How to work with external libraries when cross compiling?

Punit Soni picture Punit Soni · Sep 19, 2013 · Viewed 43.9k times · Source

I am writing some code for raspberry pi ARM target on x86 ubuntu machine. I am using the gcc-linaro-armhf toolchain. I am able to cross compile and run some independent programs on pi. Now, I want to link my code with external library such as ncurses. How can I achieve this.

Should I just link my program with the existing ncurses lib on host machine and then run on ARM? (I don't think this will work) Do I need to get source or prebuilt version of lib for arm, put it in my lib path and then compile?

What is the best practice in this kind of situation?

I also want to know how it works for the c stdlib. In my program I used the stdio functions and it worked after cross compiling without doing anything special. I just provided path for my arm gcc in makefile. So, I want to know, how it got correct std headers and libs?

Answer

gerrit zijlstra picture gerrit zijlstra · Sep 19, 2013

Regarding your general questions:

Why the C library works:

The C library is part of your cross toolchain. That's why the headers are found and the program correctly links and runs. This is also true for some other very basic system libraries like libm and libstdc++ (not in every case, depends on the toolchain configuration).

In general when dealing with cross-development you need some way to get your desired libraries cross-compiled. Using binaries in this case is very rare. That is, especially with ARM hardware, because there are so many different configurations and often everything is stripped down much in different ways. That's why binaries are not very much binary compatible between different devices and Linux configurations.

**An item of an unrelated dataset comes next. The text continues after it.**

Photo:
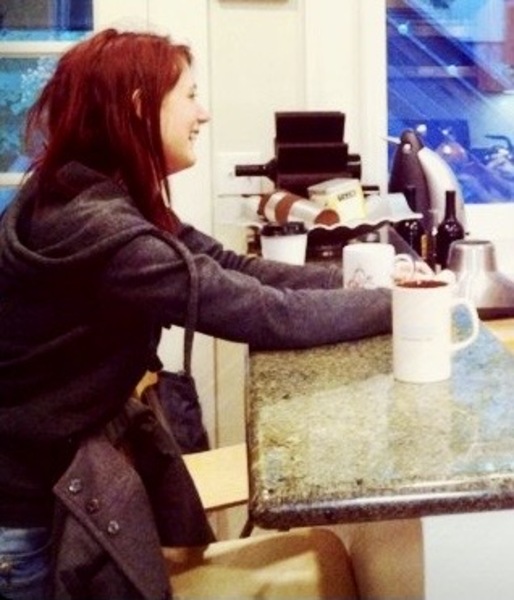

If you're running Ubuntu on the Raspberry Pi then there is a chance that you may find a suitable ncurses library on the internet or even in some Ubuntu apt repository. The typical way, however, will be to cross compile the library with the specific toolchain you have got.

In cases when a lot and complex libraries need to be cross-compiled there are solutions that make life a bit easier like buildroot or ptxdist. These programs build complete Linux kernels and root file systems for embedded devices.

In your case, however, as long as you only want ncurses you can compile the source code yourself. You just need to download the sources, run configure while specifying your toolchain using the --host option. The --prefix option will choose the installation directory. After running make and make install, considering everything went fine, you will have got a set of headers and the ARM-compiled library for your application to link against.

Regarding cross compilation you will surely find loads of information on the internet and maybe ncurses has got some pointers in its shipped documentation, too.